Gas Explosion at Cadeby Main

January 1912

Mexborough & Swinton Times, January 27th 1912.

Gas Explosion at Cadeby

Narrow Escape By Datallers

Some what sensational rumours were circulating early on Saturday morning January 20th 1912, respecting an explosion of gas at the Cadeby Main Colliery, but fortunately the effects of the accident was of much less serious consequence than was at first supposed.

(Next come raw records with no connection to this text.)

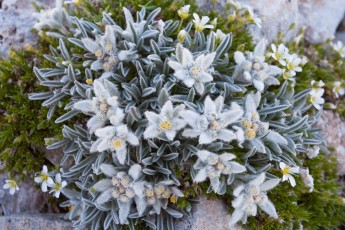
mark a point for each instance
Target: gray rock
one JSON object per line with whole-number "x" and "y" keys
{"x": 16, "y": 19}
{"x": 320, "y": 17}
{"x": 209, "y": 214}
{"x": 334, "y": 125}
{"x": 34, "y": 222}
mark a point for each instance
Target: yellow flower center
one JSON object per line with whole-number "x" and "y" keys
{"x": 89, "y": 81}
{"x": 117, "y": 143}
{"x": 166, "y": 125}
{"x": 183, "y": 14}
{"x": 214, "y": 125}
{"x": 173, "y": 199}
{"x": 103, "y": 107}
{"x": 107, "y": 66}
{"x": 250, "y": 133}
{"x": 44, "y": 177}
{"x": 195, "y": 70}
{"x": 246, "y": 123}
{"x": 108, "y": 47}
{"x": 286, "y": 170}
{"x": 99, "y": 53}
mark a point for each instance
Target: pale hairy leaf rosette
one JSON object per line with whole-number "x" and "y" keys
{"x": 163, "y": 111}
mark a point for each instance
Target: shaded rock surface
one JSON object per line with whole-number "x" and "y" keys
{"x": 321, "y": 18}
{"x": 334, "y": 125}
{"x": 16, "y": 19}
{"x": 34, "y": 222}
{"x": 209, "y": 214}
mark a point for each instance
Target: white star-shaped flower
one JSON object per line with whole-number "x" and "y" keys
{"x": 213, "y": 123}
{"x": 57, "y": 185}
{"x": 168, "y": 122}
{"x": 287, "y": 171}
{"x": 11, "y": 185}
{"x": 44, "y": 179}
{"x": 192, "y": 72}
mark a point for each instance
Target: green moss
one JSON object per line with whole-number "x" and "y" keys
{"x": 23, "y": 123}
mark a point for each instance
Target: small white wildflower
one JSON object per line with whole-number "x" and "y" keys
{"x": 167, "y": 122}
{"x": 213, "y": 123}
{"x": 201, "y": 24}
{"x": 211, "y": 165}
{"x": 313, "y": 152}
{"x": 316, "y": 97}
{"x": 181, "y": 36}
{"x": 307, "y": 179}
{"x": 102, "y": 106}
{"x": 287, "y": 171}
{"x": 292, "y": 63}
{"x": 339, "y": 48}
{"x": 184, "y": 12}
{"x": 337, "y": 89}
{"x": 253, "y": 18}
{"x": 220, "y": 35}
{"x": 44, "y": 179}
{"x": 57, "y": 185}
{"x": 214, "y": 22}
{"x": 279, "y": 53}
{"x": 192, "y": 72}
{"x": 11, "y": 185}
{"x": 115, "y": 138}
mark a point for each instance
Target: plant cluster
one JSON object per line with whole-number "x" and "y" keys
{"x": 158, "y": 108}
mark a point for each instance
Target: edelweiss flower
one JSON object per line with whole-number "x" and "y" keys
{"x": 316, "y": 97}
{"x": 200, "y": 24}
{"x": 181, "y": 36}
{"x": 192, "y": 72}
{"x": 11, "y": 185}
{"x": 220, "y": 35}
{"x": 253, "y": 18}
{"x": 292, "y": 64}
{"x": 307, "y": 179}
{"x": 120, "y": 187}
{"x": 57, "y": 185}
{"x": 102, "y": 106}
{"x": 287, "y": 171}
{"x": 337, "y": 89}
{"x": 213, "y": 123}
{"x": 339, "y": 48}
{"x": 184, "y": 12}
{"x": 252, "y": 68}
{"x": 279, "y": 54}
{"x": 155, "y": 195}
{"x": 44, "y": 179}
{"x": 254, "y": 129}
{"x": 211, "y": 165}
{"x": 313, "y": 152}
{"x": 251, "y": 195}
{"x": 168, "y": 122}
{"x": 115, "y": 138}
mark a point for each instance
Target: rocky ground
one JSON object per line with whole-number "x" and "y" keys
{"x": 321, "y": 19}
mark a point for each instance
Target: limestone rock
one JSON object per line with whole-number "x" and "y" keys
{"x": 16, "y": 19}
{"x": 209, "y": 214}
{"x": 34, "y": 222}
{"x": 320, "y": 17}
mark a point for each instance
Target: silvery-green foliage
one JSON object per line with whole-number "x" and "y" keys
{"x": 252, "y": 195}
{"x": 213, "y": 166}
{"x": 251, "y": 68}
{"x": 213, "y": 123}
{"x": 155, "y": 106}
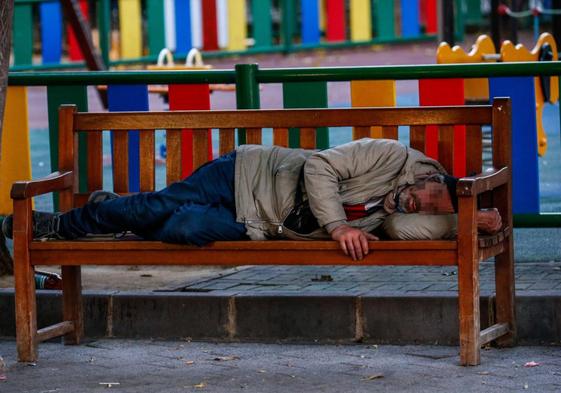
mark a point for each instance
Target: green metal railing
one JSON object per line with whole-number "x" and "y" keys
{"x": 247, "y": 78}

It appears that at twenty past six in the morning, four datallers were working in the South district of the mine, at a point where a `gob fire´ had been recently subdued, when one of them named John Hill, of Clifton Street, noticed a little fire on one of the supporting bars, another dataller named Gregory, dashed a bucket full of water at it, but on the same instant it ignited a small accumulation of gas in a hollow of the roof, which had been inaccessible for testing purposes. There was a flash about three feet long and an explosion with it, however but only a slight concussion.

Hill, who was standing upright near the centre of the mischief, was rather extensively burned about the head, neck and shoulders, a dataller named William Thompson, of 72 Bank Street, Mexborough, was also burned. Gregory threw himself down onto the floor, and escaped the full force of the flash and blast of the explosion, and he and the remaining dataller were but slightly burned, and were able to proceed home. Hill and Thompson however, were conveyed in the colliery ambulance to the Fullerton Hospital, where they were detained, but the doctor reports that unless complications set in they should recover rapidly.

Mr. W.H. Chambers, Managing Director of the Denaby and Cadeby Collieries, was early at the scene of the accident, the `gob fire´ which is presumed to be the cause of the accident, is practically subdued, and there remains nothing but the heat, which is gradually being driven out of the workings. At the time of the accident the temperature was a degree short of the hundred.

The affair caused a considerable sensation in the district, and on that account Mr. Chambers readily supplied an official account of the accident.